Low Energy Excitations of a 1D Fermi Gas with Attractive Interactions

Abstract

The low-energy excitations of a two-component repulsive Fermi gas confined to one dimension are linear dispersing spin- and charge-density waves whose respective propagation velocities depend on the strength and sign of their interaction. Quasi-1D fermions with attractive interaction realize the Luther-Emery liquid, which exhibits a rich array of phenomena, many of which are qualitatively different from those exhibited by their repulsive counterpart. We use a Feshbach resonance to access attractive interactions with $^6$Li atoms. We measured the spin and charge dynamic structure factors using Bragg spectroscopy and find that, contrary to repulsive interactions, the spin wave propagates faster than the charge density wave, thus producing an inversion of the classic spin-charge separation. We also find that a small spin polarization strongly suppresses the spin gap in the measured Bragg spectra. Evidence for pairing are a reduction in spin correlations with increasing attraction and RF spectra consistent with an atom/molecule mixture.

Figures (5)

• Figure 1: Spin and charge velocities ($v_s$ and $v_c$) vs. the dimensionless interaction strength $\gamma$ for the spin-1/2 1D Fermi gas. The solid lines are the velocities obtained by numerically solving the Bethe-ansatz equations. The classic spin-charge separation is inverted in the attractive regime ($\gamma < 0$), where pairing is expected to cause $v_c$ to plateau at half the noninteracting value and the spin mode to disappear resulting from the onset of a gap.
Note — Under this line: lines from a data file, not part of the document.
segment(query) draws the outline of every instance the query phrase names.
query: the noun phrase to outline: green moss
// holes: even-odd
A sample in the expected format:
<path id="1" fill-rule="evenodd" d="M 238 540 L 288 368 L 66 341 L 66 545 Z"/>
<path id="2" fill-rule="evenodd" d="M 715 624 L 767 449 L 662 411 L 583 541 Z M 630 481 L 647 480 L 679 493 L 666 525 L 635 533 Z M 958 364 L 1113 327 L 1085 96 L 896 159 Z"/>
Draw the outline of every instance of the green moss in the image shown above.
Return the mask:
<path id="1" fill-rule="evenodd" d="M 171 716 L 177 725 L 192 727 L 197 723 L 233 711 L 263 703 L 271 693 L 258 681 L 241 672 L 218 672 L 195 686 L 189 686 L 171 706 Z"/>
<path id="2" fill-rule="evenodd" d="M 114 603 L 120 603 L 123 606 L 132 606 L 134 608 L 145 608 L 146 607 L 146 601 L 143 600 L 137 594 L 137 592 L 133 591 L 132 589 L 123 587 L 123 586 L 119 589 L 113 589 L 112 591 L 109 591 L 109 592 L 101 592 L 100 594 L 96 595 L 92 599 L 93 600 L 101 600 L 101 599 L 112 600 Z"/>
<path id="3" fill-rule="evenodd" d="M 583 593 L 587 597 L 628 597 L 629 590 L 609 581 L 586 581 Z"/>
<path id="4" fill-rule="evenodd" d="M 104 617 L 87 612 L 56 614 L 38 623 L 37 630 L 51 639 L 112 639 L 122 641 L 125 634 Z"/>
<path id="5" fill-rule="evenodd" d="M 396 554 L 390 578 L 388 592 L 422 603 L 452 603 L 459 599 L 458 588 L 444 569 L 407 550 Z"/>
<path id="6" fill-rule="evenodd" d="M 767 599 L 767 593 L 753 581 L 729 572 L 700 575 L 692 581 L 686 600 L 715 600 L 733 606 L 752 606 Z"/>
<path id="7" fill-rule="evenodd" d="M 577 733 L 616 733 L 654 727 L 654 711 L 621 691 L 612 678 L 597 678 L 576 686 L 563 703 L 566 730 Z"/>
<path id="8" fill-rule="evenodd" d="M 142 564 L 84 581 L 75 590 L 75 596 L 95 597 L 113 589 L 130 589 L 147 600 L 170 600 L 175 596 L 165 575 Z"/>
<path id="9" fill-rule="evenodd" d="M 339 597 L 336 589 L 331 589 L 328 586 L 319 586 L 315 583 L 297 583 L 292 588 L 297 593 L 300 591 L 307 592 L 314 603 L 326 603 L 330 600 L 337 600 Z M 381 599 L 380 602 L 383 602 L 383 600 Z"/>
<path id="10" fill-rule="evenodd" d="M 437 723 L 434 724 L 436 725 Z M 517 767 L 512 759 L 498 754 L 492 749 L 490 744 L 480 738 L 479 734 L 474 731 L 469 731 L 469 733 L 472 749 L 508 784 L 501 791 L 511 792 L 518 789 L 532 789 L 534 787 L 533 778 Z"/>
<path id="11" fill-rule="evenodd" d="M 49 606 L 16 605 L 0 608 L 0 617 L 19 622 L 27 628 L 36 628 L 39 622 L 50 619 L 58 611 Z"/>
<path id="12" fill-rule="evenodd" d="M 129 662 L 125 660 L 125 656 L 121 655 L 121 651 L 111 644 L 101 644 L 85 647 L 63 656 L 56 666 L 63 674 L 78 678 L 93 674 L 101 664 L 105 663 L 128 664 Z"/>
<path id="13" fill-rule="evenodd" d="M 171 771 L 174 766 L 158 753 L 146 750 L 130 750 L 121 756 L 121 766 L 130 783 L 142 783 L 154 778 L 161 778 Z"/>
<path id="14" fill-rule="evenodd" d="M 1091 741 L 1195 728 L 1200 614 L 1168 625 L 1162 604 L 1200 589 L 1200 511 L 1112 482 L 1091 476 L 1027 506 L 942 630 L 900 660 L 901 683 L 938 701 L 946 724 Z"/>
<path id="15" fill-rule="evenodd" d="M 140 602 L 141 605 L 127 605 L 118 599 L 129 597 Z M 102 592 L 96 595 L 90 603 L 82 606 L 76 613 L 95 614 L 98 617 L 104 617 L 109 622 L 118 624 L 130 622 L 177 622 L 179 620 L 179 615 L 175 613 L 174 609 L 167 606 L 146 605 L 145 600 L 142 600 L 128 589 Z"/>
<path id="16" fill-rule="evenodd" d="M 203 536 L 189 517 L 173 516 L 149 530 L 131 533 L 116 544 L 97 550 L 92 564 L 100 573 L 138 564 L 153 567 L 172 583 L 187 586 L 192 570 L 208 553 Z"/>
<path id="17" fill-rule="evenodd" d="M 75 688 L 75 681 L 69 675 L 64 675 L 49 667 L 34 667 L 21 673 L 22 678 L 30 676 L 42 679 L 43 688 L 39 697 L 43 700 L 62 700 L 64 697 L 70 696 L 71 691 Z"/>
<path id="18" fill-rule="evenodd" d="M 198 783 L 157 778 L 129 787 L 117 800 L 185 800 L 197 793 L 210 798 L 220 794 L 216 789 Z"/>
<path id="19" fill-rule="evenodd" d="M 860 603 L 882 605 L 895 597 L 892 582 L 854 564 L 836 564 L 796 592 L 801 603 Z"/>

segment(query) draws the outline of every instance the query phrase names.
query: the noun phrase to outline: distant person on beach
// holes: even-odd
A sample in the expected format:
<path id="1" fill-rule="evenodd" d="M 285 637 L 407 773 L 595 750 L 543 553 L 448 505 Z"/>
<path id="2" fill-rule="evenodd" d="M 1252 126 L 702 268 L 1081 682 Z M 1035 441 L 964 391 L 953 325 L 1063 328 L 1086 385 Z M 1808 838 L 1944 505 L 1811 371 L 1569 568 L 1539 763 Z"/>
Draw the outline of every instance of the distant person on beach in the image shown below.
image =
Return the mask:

Figure adapted from Ref. Batchelor2006.
• Figure 2: Normalized Bragg spectra corresponding to $S_c(q,\omega)$ (red triangles) and $S_s(q,\omega)$ (blue circles). Each data point is the average of at least 20 separate experimental shots. Error bars represent the standard error obtained by bootstrapping Efron1979. Vertical lines show the extracted peak frequency $\omega_p$ for the non-interacting case (dashed black) and $\omega_p$ for $a_s = -500$$a_0$ in the case of spin (dotted blue line) and charge (dotted red line). The solid red (blue) lines are fits to the calculated charge-mode (spin-mode) spectra from the Bethe ansatz solution, with fitting parameters $T = 250$ nK and an overall scaling.
• Figure 3: Spin Bragg spectrum for $a_s=-300a_0$. The symbols are data and the solid line is the calculated spectrum by assuming a small polarization of $p=0.1$. These are reproduced from Fig. \ref{['fig:spectra']}. The dashed line is the calculated spectrum assuming perfect spin balance with $p=0$. This clearly demonstrates the significant effects on the spin DSF by small spin imbalance.
• Figure 4: Locations of frequencies, $\omega_p$, corresponding to the peak of the DSF's for charge (red triangles) and spin (blue circles) excitations extracted from Fig. \ref{['fig:spectra']}. $\omega_p$ values were determined through fits of a parabolic function to the data points above 50% of the maximum measured value, and error bars are statistical standard errors of the fit parameters. The corresponding speed of sound, $v_p=\omega_p/q$, is given by the right axis. The upper horizontal axis gives the interaction strength in terms of the interaction parameter $\gamma^*$, obtained from $\gamma$ evaluated at the center of a tube with an average occupancy of 35 atoms. The dashed lines show the calculated values of $\omega_p$ for the spin and charge modes from the Bethe ansatz solution. The point to point variations of $\omega_p$ arise from variations of the density profile for different interactions, see the Methods supp.
• Figure 5: Normalized peak height, $\alpha$, of the DSF obtained from a skew-Gaussian fit to the measured DSFs at different interactions. The error bars are obtained from statistical standard errors of the relevant fit parameters. The data points are normalized to $\alpha = 1$ for the measured DSF height at $0$$a_0$. The dashed blue (red) line is an exponential fit in $\gamma^*$ to the spin (charge) mode.